From real tennis court to Court Theatre
Grand opera and theatre productions despite declining finances? A new form of management assures that the Empress can continue to enjoy her favourite forms of entertainment: she grants a lease on a disused real tennis court for use as a theatre.
Shortly after Maria Theresa ascended the throne an opportunity arose of setting up a theatre at minimal expense by granting a lease on the disused real tennis court at the Hofburg. This became known as the ‘Theatre beside the Burg’ or Burgtheater for short, and stood on Michaelerplatz. Dating from 1540, this building had been used for playing jeu de paume, a forerunner of lawn tennis, until the beginning of the eighteenth century. There was a total of four of these courts in Vienna, commemorated today in street names such as Ballgasse or Ballhausplatz. The interiors of these barn-like buildings were painted black, so that it was easier to see the white balls used in the game. Over time, all these courts were eventually converted into theatres.

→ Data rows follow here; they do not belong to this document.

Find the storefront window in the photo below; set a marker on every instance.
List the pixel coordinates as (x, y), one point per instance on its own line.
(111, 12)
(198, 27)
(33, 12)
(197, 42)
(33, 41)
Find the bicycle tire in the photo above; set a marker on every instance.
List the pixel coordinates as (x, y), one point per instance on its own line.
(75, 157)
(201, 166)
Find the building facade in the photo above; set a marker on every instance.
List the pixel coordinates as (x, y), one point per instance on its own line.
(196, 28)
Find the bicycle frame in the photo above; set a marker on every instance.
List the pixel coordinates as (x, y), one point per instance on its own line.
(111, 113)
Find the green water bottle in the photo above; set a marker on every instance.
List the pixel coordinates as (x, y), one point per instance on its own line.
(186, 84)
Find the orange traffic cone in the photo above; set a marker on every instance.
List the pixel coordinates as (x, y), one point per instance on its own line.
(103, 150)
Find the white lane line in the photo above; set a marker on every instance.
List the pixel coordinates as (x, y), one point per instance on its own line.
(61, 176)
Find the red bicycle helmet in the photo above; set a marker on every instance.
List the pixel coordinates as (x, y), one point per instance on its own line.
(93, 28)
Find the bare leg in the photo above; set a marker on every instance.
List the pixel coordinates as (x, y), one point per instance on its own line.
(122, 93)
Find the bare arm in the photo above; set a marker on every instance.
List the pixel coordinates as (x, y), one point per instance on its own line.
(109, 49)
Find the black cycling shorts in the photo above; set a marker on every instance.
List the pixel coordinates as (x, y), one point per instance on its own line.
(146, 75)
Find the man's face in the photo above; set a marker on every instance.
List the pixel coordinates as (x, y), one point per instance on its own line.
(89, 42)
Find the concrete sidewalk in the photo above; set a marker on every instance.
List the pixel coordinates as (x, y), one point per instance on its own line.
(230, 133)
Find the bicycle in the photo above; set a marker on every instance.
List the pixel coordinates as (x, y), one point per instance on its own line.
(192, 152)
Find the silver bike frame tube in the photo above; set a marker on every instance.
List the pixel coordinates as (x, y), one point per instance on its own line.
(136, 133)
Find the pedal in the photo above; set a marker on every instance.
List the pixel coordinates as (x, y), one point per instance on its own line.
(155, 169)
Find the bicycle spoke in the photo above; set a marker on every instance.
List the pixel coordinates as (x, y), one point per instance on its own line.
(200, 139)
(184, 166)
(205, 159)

Back in 1720, Charles VI had begun to assign the administration of the court theatres to lessees called Apaldatores who were subsidized by the court with fixed sums of money. His daughter continued this system and in 1741 granted a lease on the former real tennis court to the ‘entrepreneur of the court operas, serenatas and the holy tombs’, Carl Joseph de Selliers, ‘that he may furnish it as an opera house and theatre at his own expense’. The exterior and maintenance was the responsibility of the Hofbauamt (court office in charge of building works) and was to be ‘achieved at the expense of official court funds’..
Selliers was contracted "there daily to produce to the several diversion of the public and Her Majesty either an opera or a comedy, German or foreign, as requested by the Court, in return for which he may take payment, to be set by himself according to the differences in the seating, to be taken from the public to be admitted, and thus enjoy the use of the theatre."
In addition Selliers had taken a lease on the Kärntnertortheater, which he also ran himself.
From the construction accounts it is evident that the remodelling of the real tennis court, proposed by a partnership of aristocrats in 1748, during the course of which the Redoute ballrooms were also built, amounted to a complete rebuilding of the existing structure: 8,865 cartloads of rubble were removed and 198,240 bricks used. Work on the construction continued night and day, while performances continued to be given. In May 1748 the theatre – ‘most splendidly enlarged and decorated’ – was opened.
Selliers eventually became bankrupt, and the management of the theatre reverted to the court. Joseph II promoted the establishment of a national theatre that would serve the ‘Publico’ as well as merely courtly concerns.